Commencée par les Portugais en 1441, et «validée» par l’Eglise sous forme d’une bulle papale, elle a impliqué plusieurs pays, notamment la Hollande, l’Angleterre ou le Danemark, et a pris son véritable essor avec le boom économique et commercial de l’Europe du XVe siècle. A ce moment de la Renaissance, l’horizon du continent européen s’élargit grâce à des expéditions maritimes lointaines qui traduisent autant une vision du monde que la volonté de s’en emparer.
L’Europe s’engage dans les grandes découvertes, mais, pour les mener à bien et exploiter les terres conquises, il faut des bras. On importera donc des Noirs d’Afrique, corvéables et malléables à merci. La traite atlantique prend vraiment son rythme de croisière au XVIIe siècle et invente un modèle économique, le commerce triangulaire, d’une redoutable efficacité : partis d’Europe vers les côtes africaines, les cales bourrées de cotonnades, de tissus, d’alcool et d’armes, de verroterie, les navires négriers échangent leurs marchandises contre des captifs et repartent vers les territoires du Nouveau Monde (les Amériques, dont les Caraïbes), où ils les échangent contre des produits tropicaux et des matières premières diverses avant de revenir à leurs ports d’attache.Pour l’historien trinidadien Eric Williams, auteur de Capitalisme et esclavage*, le commerce triangulaire a permis une sorte d’accumulation primitive du capital qui a financé la révolution industrielle. En particulier en Angleterre. Pas de capitalisme sans esclavage ? Le sujet fait débat, tout comme l’importance du rôle des Africains eux-mêmes dans l’organisation de la traite atlantique.

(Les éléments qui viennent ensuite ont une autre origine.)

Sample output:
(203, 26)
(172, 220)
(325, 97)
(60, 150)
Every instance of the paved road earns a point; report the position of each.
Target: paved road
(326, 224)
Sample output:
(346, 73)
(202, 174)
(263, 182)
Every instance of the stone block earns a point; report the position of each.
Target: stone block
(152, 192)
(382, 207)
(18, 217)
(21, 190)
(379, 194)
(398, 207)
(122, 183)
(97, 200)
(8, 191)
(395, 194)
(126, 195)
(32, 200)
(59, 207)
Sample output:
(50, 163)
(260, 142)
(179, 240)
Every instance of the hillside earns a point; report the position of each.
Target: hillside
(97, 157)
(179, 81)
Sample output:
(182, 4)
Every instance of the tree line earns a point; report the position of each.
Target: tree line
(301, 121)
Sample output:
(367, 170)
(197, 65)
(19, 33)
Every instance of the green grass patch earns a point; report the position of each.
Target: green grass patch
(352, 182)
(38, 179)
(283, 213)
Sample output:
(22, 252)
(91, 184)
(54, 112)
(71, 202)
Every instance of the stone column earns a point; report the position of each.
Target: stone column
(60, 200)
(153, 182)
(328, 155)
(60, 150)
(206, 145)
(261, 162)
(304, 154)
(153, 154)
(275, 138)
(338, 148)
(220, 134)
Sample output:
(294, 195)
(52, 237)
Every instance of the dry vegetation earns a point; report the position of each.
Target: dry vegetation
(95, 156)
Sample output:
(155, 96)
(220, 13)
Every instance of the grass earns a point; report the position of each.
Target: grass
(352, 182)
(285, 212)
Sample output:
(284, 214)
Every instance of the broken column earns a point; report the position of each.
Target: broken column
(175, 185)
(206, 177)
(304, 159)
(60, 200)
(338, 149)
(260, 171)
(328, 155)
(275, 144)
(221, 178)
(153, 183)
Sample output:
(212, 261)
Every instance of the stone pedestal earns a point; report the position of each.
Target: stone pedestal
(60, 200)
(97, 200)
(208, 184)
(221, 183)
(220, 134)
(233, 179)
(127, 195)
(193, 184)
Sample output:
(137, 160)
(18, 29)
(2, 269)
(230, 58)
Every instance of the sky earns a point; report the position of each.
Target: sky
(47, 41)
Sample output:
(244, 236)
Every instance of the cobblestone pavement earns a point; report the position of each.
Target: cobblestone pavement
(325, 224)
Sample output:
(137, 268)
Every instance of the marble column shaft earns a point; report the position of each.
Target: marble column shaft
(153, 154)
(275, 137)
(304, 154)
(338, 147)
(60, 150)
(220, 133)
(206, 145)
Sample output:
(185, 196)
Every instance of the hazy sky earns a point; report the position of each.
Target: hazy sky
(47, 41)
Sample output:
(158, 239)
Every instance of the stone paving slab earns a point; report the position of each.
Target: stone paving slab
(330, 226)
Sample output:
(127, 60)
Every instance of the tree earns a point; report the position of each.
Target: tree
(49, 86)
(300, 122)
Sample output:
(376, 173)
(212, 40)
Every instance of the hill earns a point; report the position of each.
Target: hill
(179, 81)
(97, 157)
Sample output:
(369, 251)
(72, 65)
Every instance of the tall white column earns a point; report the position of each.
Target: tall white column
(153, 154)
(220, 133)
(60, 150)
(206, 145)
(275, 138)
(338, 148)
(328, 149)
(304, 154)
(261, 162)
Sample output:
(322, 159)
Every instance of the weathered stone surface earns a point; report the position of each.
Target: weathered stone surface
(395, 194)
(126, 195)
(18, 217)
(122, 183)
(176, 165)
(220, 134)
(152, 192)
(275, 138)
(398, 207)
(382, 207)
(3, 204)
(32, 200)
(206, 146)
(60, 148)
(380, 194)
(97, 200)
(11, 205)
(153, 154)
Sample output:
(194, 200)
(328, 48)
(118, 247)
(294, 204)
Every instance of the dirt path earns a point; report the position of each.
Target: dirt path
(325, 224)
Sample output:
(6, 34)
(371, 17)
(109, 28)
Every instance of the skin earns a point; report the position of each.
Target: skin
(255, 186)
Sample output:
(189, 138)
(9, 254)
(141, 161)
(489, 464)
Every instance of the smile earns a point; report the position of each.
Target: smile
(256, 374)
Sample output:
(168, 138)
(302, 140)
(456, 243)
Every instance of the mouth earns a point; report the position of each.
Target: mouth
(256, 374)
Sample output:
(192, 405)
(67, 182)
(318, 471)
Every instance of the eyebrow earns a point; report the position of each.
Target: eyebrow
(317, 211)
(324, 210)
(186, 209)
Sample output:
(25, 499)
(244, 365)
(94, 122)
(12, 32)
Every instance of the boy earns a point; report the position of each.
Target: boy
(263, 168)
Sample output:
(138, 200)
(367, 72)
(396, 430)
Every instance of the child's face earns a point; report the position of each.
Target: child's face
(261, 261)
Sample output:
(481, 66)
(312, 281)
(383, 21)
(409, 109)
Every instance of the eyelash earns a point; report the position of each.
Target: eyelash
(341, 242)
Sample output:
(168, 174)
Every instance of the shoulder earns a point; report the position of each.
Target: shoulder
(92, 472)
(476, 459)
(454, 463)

Pudiquement occulté dans le passé, il a été mis en évidence depuis quelques années grâce au travail de nombreux historiens, comme le Français Olivier Pétré-Grenouilleau mais aussi nombre de ses confrères originaires d’Afrique.

ASSERVIS DE NAISSANCE

Et la France ? Si Louis XIII a accordé l’autorisation de déporter des esclaves dans une colonie française (Martinique, Guadeloupe, Grenadines, Saint-Domingue, etc.) dès 1626, elle n’est devenue un acteur majeur du commerce triangulaire que trois décennies plus tard, lorsque, échaudés par la chute du prix du tabac, les colons se sont tournés vers la culture de la canne à sucre. Plus de 3 000 expéditions feront la fortune de quelques centaines de familles mais aussi de plusieurs ports, Nantes, Bordeaux ou La Rochelle. Entre 1676 et 1800, la France aurait déporté aux seules Antilles 1 million d’esclaves, régis par le Code noir, spécificité française, qui en fait des «meubles», transmis par héritage.Malgré l’embarras de quelques Encyclopédistes des Lumières, ce n’est qu’avec la Déclaration des droits de l’homme et du citoyen de 1789 que l’esclavage sera formellement aboli. Bonaparte le rétablira et ses généraux réprimeront durement les révoltes croissantes des Noirs et des mulâtres. Le motif de cette répression sans pitié ? Avant tout économique, le coût de l’abolition étant jugé inacceptable par les planteurs. Il faudra attendre le 27 avril 1848 pour que le gouvernement provisoire de la IIe République, issu de la révolution de février 1848 et inspiré par Victor Schœl-cher, promulgue le décret mettant un terme définitif à l’esclavage et à la traite.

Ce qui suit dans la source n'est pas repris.